Credit: Julia Filirovska / Pexels
De grandes quantités de sel peuvent provoquer une intoxication aux ions sodium chez les chats, entraînant soif excessive, vomissements, diarrhée et tremblements, avec des convulsions possibles dans les cas graves. Atteindre une dose vraiment dangereuse nécessite généralement de manger une quantité importante d'aliments salés par rapport au petit poids corporel d'un chat. Les collations quotidiennes comme les chips et les bretzels sont une source plus courante de troubles digestifs légers que d'une véritable urgence d'empoisonnement.
Les viandes séchées et transformées telles que le bacon, le jambon et le salami combinent une haute teneur en sel avec une forte charge de graisse, ce qui en fait une double préoccupation plutôt qu'un problème uniquement de sel. La graisse dans ces viandes peut déclencher des vomissements ou un épisode de pancréatite par elle-même, indépendamment de la charge de sodium qui l'accompagne. Un chat qui a mangé de la viande séchée auparavant sans réagir n'est pas nécessairement en sécurité pour en manger une plus grande quantité la prochaine fois.

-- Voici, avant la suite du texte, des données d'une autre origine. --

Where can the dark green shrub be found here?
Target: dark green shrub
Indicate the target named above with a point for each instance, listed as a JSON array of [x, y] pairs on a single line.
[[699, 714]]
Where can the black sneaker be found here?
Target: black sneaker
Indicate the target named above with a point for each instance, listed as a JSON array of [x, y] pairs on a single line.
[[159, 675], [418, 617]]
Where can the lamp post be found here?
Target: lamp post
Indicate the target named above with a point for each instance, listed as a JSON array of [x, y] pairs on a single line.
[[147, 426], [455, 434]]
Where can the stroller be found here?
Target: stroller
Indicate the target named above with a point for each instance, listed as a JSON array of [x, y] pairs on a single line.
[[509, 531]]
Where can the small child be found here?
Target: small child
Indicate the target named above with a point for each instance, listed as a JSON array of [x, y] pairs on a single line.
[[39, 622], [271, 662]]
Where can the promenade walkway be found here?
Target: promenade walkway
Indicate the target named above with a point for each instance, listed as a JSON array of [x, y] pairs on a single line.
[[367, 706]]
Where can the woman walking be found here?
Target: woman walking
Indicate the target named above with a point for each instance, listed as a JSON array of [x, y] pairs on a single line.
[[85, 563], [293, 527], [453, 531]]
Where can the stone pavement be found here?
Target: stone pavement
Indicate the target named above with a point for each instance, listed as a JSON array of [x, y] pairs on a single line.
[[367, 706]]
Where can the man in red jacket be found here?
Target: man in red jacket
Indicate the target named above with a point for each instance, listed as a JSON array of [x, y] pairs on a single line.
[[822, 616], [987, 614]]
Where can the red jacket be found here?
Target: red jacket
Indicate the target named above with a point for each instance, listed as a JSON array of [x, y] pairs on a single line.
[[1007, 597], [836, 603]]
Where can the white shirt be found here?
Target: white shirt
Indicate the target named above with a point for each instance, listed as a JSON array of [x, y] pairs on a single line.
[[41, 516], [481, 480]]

Les viandes séchées contiennent également fréquemment des nitrates et des nitrites utilisés comme conservateurs. De nombreuses recettes pour des produits comme la saucisse aromatisée ou la charcuterie assaisonnée incluent également de la poudre d'ail ou d'oignon, ajoutant un risque d'alliacées par-dessus le sel et la graisse déjà présents. Un chat qui vole un morceau de salami assaisonné sur un comptoir peut ingérer trois facteurs de risque distincts en une seule bouchée.
La plupart des incidents uniques d'un chat mangeant une petite collation salée, comme une seule chips de pomme de terre, se résolvent avec rien de plus qu'un léger trouble gastrique de courte durée et une soif accrue. La plus grande préoccupation pratique est que les petites expositions répétées deviennent une habitude, que ce soit par des restes de table réguliers ou un chat ayant un accès constant à des aliments salés humains laissés à portée de main.
Les signes qui nécessitent une visite vétérinaire incluent une soif excessive combinée à des vomissements ou de la diarrhée, désorientation et tremblements, avec convulsions dans le pire des cas. Cela est plus probable après qu'un chat ait mangé une quantité inhabituellement grande d'aliments salés ou séchés en une seule fois. Garder les chips, les bretzels, le bacon et les viandes froides hors de portée élimine à la fois les risques de sel et de graisse, ainsi que tout assaisonnement qui pourrait être mélangé.